Hmm, having some issues trying to figure out what that code is trying
to do.  I really wish people could use meaningful variable names.
That is, meaningful to other people too.

> You can try to disable most of the VMX combiners by commenting out
> the pointers initialization here:
>    http://cgit.freedesktop.org/pixman/tree/pixman/pixman-vmx.c?id=pixman-0.30.2#n1622
> For debugging purposes keep just one combiner, which can still reliably
> trigger the problem. Then try to fix this problem. And then apply the
> same fix to the rest of the VMX code.
> We may also have troubles accessing memory before the malloc area. The
> address of the allocated memory block also should be 16 bytes aligned
> to workaround the problem. So just allocating 16 bytes extra is not
> enough. You can try using memalign/posix_memalign to test this. In any
> case, that's only a test to investigate/confirm the problem.

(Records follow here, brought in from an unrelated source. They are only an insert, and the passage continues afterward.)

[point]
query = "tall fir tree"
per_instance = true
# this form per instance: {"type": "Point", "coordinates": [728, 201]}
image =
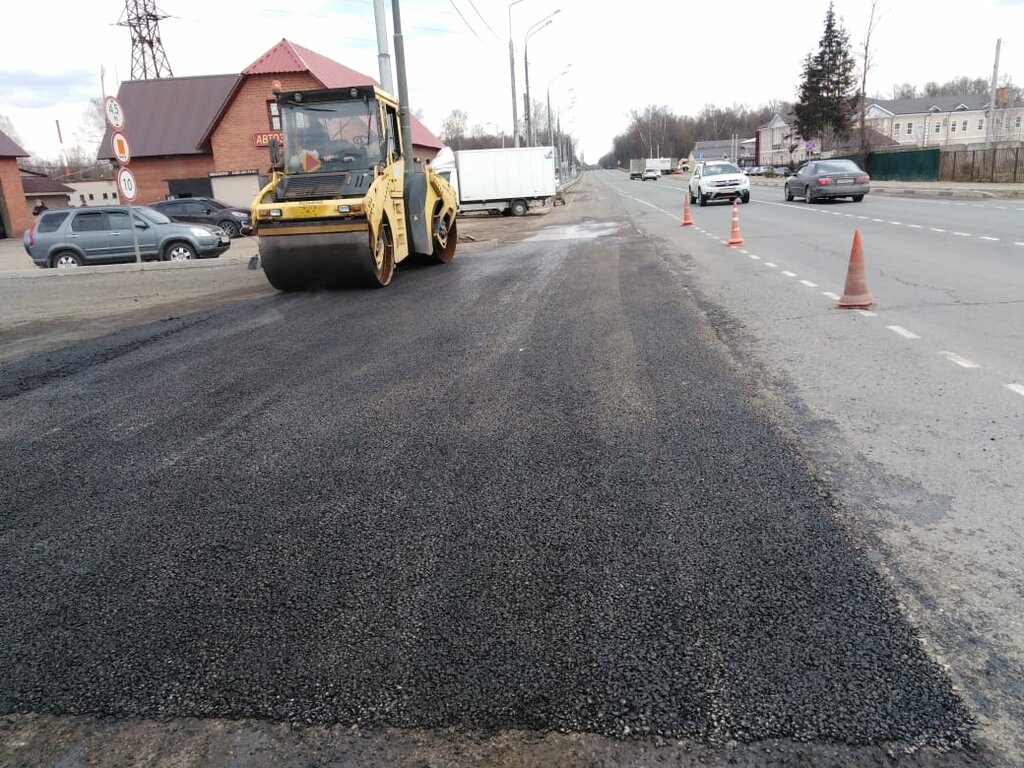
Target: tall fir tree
{"type": "Point", "coordinates": [827, 91]}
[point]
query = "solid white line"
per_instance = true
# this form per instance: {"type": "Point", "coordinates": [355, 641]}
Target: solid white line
{"type": "Point", "coordinates": [962, 361]}
{"type": "Point", "coordinates": [903, 332]}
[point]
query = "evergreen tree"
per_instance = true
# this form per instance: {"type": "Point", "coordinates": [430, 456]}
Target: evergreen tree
{"type": "Point", "coordinates": [827, 91]}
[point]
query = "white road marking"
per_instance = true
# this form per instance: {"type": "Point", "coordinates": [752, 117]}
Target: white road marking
{"type": "Point", "coordinates": [903, 332]}
{"type": "Point", "coordinates": [962, 361]}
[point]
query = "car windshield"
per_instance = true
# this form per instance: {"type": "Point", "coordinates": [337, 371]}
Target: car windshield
{"type": "Point", "coordinates": [721, 169]}
{"type": "Point", "coordinates": [326, 137]}
{"type": "Point", "coordinates": [838, 166]}
{"type": "Point", "coordinates": [152, 215]}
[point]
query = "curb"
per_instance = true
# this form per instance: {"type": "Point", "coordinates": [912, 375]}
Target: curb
{"type": "Point", "coordinates": [146, 266]}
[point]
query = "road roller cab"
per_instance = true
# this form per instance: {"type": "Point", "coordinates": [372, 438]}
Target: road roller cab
{"type": "Point", "coordinates": [341, 209]}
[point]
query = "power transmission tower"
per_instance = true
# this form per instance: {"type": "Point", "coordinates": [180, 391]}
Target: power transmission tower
{"type": "Point", "coordinates": [148, 60]}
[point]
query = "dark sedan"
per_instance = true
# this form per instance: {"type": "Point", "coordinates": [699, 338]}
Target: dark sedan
{"type": "Point", "coordinates": [828, 178]}
{"type": "Point", "coordinates": [231, 219]}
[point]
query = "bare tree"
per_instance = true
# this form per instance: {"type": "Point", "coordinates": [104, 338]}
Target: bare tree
{"type": "Point", "coordinates": [865, 67]}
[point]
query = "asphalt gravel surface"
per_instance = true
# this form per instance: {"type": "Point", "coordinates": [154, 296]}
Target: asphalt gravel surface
{"type": "Point", "coordinates": [528, 489]}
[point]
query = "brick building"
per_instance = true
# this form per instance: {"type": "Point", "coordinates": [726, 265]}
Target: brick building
{"type": "Point", "coordinates": [209, 135]}
{"type": "Point", "coordinates": [14, 219]}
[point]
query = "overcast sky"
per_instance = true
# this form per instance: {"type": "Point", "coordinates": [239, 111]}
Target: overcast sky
{"type": "Point", "coordinates": [621, 56]}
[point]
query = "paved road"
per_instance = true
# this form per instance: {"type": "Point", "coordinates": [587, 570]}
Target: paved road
{"type": "Point", "coordinates": [916, 408]}
{"type": "Point", "coordinates": [528, 491]}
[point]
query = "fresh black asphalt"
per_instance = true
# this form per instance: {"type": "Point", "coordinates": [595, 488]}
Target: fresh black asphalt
{"type": "Point", "coordinates": [528, 489]}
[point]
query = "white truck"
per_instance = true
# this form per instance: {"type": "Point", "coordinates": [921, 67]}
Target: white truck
{"type": "Point", "coordinates": [508, 181]}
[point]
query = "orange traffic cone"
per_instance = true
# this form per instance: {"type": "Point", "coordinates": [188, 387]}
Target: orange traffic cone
{"type": "Point", "coordinates": [735, 239]}
{"type": "Point", "coordinates": [855, 295]}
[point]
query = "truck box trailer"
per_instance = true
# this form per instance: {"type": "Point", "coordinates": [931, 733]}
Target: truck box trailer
{"type": "Point", "coordinates": [508, 180]}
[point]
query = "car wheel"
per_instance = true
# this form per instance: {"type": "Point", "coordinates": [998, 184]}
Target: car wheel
{"type": "Point", "coordinates": [66, 259]}
{"type": "Point", "coordinates": [179, 252]}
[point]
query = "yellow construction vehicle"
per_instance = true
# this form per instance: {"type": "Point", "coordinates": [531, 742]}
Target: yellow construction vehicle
{"type": "Point", "coordinates": [343, 206]}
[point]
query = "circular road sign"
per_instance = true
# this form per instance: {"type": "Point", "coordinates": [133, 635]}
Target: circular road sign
{"type": "Point", "coordinates": [119, 143]}
{"type": "Point", "coordinates": [126, 183]}
{"type": "Point", "coordinates": [115, 113]}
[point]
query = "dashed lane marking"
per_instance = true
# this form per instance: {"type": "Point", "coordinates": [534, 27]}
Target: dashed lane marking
{"type": "Point", "coordinates": [962, 361]}
{"type": "Point", "coordinates": [903, 332]}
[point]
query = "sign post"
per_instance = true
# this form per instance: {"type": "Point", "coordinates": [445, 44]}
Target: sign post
{"type": "Point", "coordinates": [122, 151]}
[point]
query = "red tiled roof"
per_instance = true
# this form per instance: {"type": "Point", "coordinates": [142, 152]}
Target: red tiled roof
{"type": "Point", "coordinates": [286, 56]}
{"type": "Point", "coordinates": [36, 185]}
{"type": "Point", "coordinates": [8, 148]}
{"type": "Point", "coordinates": [170, 116]}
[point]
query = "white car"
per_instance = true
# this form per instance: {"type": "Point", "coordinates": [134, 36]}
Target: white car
{"type": "Point", "coordinates": [719, 180]}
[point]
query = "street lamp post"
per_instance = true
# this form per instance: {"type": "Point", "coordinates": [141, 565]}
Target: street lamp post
{"type": "Point", "coordinates": [525, 60]}
{"type": "Point", "coordinates": [515, 107]}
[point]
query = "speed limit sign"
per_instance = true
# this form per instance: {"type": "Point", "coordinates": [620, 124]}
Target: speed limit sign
{"type": "Point", "coordinates": [115, 113]}
{"type": "Point", "coordinates": [126, 183]}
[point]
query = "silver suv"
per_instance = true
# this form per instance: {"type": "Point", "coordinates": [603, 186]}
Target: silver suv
{"type": "Point", "coordinates": [717, 180]}
{"type": "Point", "coordinates": [102, 235]}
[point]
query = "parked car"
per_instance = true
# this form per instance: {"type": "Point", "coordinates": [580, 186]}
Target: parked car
{"type": "Point", "coordinates": [717, 180]}
{"type": "Point", "coordinates": [231, 219]}
{"type": "Point", "coordinates": [102, 235]}
{"type": "Point", "coordinates": [828, 178]}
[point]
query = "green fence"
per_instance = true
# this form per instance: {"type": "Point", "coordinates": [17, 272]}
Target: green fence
{"type": "Point", "coordinates": [912, 165]}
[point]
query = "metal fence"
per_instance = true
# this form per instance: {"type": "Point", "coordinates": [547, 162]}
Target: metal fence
{"type": "Point", "coordinates": [999, 165]}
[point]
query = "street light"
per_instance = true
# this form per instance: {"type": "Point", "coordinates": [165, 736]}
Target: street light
{"type": "Point", "coordinates": [515, 108]}
{"type": "Point", "coordinates": [525, 61]}
{"type": "Point", "coordinates": [560, 74]}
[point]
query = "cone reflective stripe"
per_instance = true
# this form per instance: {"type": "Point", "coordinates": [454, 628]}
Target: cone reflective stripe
{"type": "Point", "coordinates": [687, 219]}
{"type": "Point", "coordinates": [856, 295]}
{"type": "Point", "coordinates": [735, 239]}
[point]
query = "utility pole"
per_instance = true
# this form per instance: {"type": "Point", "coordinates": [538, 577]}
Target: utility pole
{"type": "Point", "coordinates": [989, 135]}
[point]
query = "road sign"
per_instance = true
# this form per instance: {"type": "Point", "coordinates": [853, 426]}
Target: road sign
{"type": "Point", "coordinates": [115, 113]}
{"type": "Point", "coordinates": [119, 143]}
{"type": "Point", "coordinates": [126, 183]}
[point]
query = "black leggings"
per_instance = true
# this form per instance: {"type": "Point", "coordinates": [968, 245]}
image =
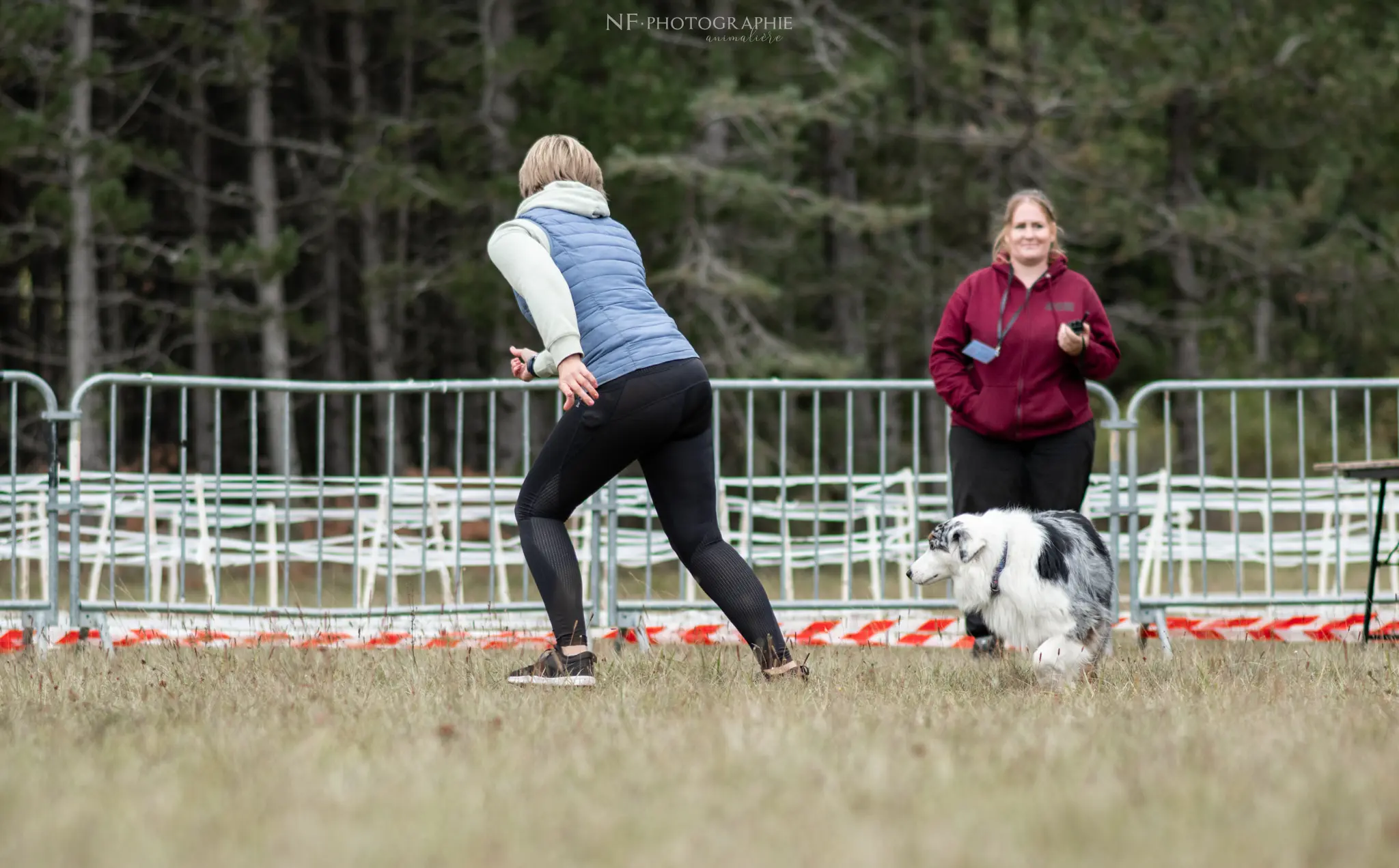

It might
> be not worth wasting time.
> > I am not sure if the vec_ld is implemented in the compiler or libc,
> The intrinsics are converted to assembly instructions by the compiler.
> > and I can't remember if I still used the same gcc version when testing
> > with libc 2.17.  I am using gcc 4.6 from Debian wheezy at the moment.
> > I am pretty sure I tried with 4.7 as well with no change in behaviour.
> I suspect that the only relevant difference between glibc versions
> affecting this bug could be the malloc implementation.
> Some other possible sources of problems are the OpenMP implementation
> and TLS. But if everything works fine with VMX disabled, then they are
> probably not at fault here.

OK I found some time to play with it a bit.

If I comment out:
    imp->combine_32[PIXMAN_OP_OVER] = vmx_combine_over_u;

then affine-test passes.

If I also comment out:
    imp->combine_32[PIXMAN_OP_ADD] = vmx_combine_add_u;

then scaling-test also passes.

I can leave the rest enabled, so either those are fine, or they just
aren't in use in those tests.

Now I did just try turning off openMP, and it appears to solve the problem.
Interesting.  So for some reason without vmx it is fine with openMP,
but vmx + openMP = crash.

And wow is it ever a lot slower without openMP for running the tests.

I still can't make sense of why upgrading libc from 2.13 to 2.17 makes
the crashes go away.  I don't even have to recompile after changing the
version of libc, it just stops crashing.

So it seems openmp + vmx code + libc 2.13 = memory corruption and crash.
Change any one of them, and it doesn't crash.

Maybe this one will just have to remain a mystery.